Peter Kafka reports in re/code:
Hulu will charge $12 a month for its ad-free version, while continuing to market its ad supported service (for $8 a month). The 50 percent price jump between the two is meant to give most of Hulu’s nine million subscribers reason to keep the version they have, not hasten erosion of the ad model.
Netflix, Amazon and Hulu will all let you stream old TV shows and movies. The difference is that Netflix and Amazon don’t have ads and that Hulu does — even for its $8 a month subscription service.
Now Hulu is offering an ad-free option as well, if you’re willing to pay extra.

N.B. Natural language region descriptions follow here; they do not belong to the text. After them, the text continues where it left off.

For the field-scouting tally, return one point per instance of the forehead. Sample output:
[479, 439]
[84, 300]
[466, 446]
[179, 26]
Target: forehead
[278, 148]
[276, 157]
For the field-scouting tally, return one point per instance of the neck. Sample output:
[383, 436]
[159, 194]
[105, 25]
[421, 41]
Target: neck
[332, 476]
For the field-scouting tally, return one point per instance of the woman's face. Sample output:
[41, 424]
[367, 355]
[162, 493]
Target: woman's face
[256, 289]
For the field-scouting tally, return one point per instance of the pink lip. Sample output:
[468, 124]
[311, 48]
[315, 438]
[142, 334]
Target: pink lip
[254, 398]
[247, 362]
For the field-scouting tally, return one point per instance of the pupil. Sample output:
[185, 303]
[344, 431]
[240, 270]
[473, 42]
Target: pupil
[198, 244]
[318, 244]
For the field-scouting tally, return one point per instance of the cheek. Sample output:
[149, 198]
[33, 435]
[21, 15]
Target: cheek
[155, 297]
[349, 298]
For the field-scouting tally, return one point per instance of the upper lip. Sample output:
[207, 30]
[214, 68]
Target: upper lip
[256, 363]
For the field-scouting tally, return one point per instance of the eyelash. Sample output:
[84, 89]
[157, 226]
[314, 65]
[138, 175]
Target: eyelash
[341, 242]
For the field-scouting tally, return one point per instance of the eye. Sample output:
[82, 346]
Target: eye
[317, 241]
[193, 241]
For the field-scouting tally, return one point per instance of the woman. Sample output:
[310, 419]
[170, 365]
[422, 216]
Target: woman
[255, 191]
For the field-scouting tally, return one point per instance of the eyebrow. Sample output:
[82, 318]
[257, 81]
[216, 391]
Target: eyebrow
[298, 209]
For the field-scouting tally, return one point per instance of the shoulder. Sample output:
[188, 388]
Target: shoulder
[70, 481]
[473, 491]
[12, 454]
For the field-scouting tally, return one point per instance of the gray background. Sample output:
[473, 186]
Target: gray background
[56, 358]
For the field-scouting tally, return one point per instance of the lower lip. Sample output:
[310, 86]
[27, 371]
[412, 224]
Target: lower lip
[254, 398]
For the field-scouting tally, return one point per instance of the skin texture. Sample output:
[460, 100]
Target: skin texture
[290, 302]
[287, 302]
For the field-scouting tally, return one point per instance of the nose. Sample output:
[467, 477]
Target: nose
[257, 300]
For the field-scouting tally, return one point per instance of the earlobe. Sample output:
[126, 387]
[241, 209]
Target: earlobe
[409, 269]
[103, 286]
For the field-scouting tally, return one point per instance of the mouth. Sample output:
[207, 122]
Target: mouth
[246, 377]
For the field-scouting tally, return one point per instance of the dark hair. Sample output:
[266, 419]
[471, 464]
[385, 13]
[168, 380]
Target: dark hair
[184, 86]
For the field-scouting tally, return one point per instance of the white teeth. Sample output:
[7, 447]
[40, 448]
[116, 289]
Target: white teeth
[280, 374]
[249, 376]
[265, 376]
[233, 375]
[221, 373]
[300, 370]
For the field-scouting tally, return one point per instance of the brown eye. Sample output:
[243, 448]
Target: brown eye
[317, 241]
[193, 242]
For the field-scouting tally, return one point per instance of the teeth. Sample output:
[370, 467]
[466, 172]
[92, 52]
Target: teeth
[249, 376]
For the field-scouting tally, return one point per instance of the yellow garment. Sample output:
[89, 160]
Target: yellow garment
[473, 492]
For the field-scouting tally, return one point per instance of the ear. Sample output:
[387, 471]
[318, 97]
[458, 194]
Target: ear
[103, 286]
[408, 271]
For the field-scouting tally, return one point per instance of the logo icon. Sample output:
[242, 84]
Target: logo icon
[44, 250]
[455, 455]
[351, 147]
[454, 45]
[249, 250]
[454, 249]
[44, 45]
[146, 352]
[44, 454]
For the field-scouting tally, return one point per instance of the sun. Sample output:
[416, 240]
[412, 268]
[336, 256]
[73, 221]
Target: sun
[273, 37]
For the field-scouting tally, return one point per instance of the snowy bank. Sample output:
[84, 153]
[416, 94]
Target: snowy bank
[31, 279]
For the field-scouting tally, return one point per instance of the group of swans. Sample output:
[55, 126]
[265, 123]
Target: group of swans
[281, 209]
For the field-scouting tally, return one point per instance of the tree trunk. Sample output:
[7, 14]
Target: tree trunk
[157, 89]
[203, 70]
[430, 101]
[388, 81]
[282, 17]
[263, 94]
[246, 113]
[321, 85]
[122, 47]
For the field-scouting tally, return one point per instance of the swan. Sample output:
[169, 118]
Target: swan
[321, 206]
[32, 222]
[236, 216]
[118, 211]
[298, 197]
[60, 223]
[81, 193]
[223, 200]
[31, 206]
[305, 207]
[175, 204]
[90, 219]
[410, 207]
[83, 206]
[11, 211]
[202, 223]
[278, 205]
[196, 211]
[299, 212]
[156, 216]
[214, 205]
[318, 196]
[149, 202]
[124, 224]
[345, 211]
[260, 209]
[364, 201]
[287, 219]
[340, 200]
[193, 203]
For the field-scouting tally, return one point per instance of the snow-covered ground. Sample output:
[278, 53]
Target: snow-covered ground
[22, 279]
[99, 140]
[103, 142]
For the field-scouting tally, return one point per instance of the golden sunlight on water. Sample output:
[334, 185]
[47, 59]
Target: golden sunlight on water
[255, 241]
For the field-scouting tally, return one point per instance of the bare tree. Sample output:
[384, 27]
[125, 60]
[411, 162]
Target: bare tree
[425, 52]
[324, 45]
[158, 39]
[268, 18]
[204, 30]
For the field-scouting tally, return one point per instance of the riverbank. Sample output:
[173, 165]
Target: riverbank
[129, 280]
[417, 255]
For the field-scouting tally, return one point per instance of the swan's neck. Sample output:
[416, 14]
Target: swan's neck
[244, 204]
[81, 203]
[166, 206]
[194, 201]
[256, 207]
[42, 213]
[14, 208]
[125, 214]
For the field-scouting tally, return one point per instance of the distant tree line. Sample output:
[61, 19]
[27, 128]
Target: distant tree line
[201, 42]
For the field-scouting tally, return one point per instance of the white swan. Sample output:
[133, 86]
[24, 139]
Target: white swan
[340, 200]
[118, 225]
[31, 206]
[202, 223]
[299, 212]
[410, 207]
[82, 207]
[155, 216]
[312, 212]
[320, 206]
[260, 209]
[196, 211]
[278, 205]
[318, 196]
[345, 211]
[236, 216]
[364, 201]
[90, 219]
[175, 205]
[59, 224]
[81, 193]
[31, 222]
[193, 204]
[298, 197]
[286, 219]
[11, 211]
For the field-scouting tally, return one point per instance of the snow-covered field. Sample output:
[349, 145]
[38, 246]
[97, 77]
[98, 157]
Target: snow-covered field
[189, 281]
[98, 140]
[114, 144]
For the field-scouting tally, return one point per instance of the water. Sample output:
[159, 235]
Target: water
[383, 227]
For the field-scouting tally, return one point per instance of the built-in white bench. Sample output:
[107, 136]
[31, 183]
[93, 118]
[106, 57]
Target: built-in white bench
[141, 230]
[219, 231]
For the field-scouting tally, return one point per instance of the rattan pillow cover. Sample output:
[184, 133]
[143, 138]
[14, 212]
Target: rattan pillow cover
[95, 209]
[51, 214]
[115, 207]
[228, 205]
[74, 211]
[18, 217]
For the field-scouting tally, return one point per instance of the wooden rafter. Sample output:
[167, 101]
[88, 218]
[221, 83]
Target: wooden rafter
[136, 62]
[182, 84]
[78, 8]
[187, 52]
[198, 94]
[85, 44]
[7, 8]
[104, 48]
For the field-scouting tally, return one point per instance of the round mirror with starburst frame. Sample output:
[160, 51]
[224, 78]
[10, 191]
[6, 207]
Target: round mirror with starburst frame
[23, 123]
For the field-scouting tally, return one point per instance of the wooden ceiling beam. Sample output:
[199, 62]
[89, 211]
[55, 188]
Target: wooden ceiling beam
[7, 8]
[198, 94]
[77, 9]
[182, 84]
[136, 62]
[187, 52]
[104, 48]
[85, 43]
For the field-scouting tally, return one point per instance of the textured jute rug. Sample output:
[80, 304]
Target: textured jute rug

Hulu will charge $12 a month for its ad-free version, while continuing to market its ad-supported service. Netflix charges new subscribers $9 a month for its service; Amazon streams video for free for people who subscribe to its $99-a-year Prime shipping service.
The Wall Street Journal had previously reported on Hulu’s plans.
Hulu is jointly owned by Disney, 21st Century Fox and Comcast’s NBCUniversal*, and those companies are heavily invested in the business of selling TV ads. Hulu won’t come out and say this out loud, but the 50 percent price jump between the two versions is meant to give most of Hulu’s nine million subscribers a reason to keep the version they have, and not hasten the erosion of the ad model.
Hulu CEO Mike Hopkins will say that he expects a “solid majority” of Hulu’s subscribers will end up with the lower-priced version.
Hopkins says getting the various rights owners for the Hulu catalog — which includes TV shows from NBC, ABC and Fox as well as stuff from other networks, plus movies (note the Epix deal it just signed), plus stuff Hulu is creating on its own — to agree to the ad-free option took months.
As a sign of how difficult it is to line this stuff up, Hulu’s ad-free version comes with one small asterisk. Seven Hulu shows — “New Girl,” “Scandal,” “How to Get Away With Murder,” “Grey’s Anatomy,” “Once Upon a Time,” “Agents of Shield” and “Grimm” — will be what Hulu is referring to internally as “exception shows,” which means they will run with ads even on the ad-free version.
But this is a pretty minor concession: While the shows will have a 15-second commercial before they start and a 30-second ad after they end, there won’t be any commercials in the middle of the programs.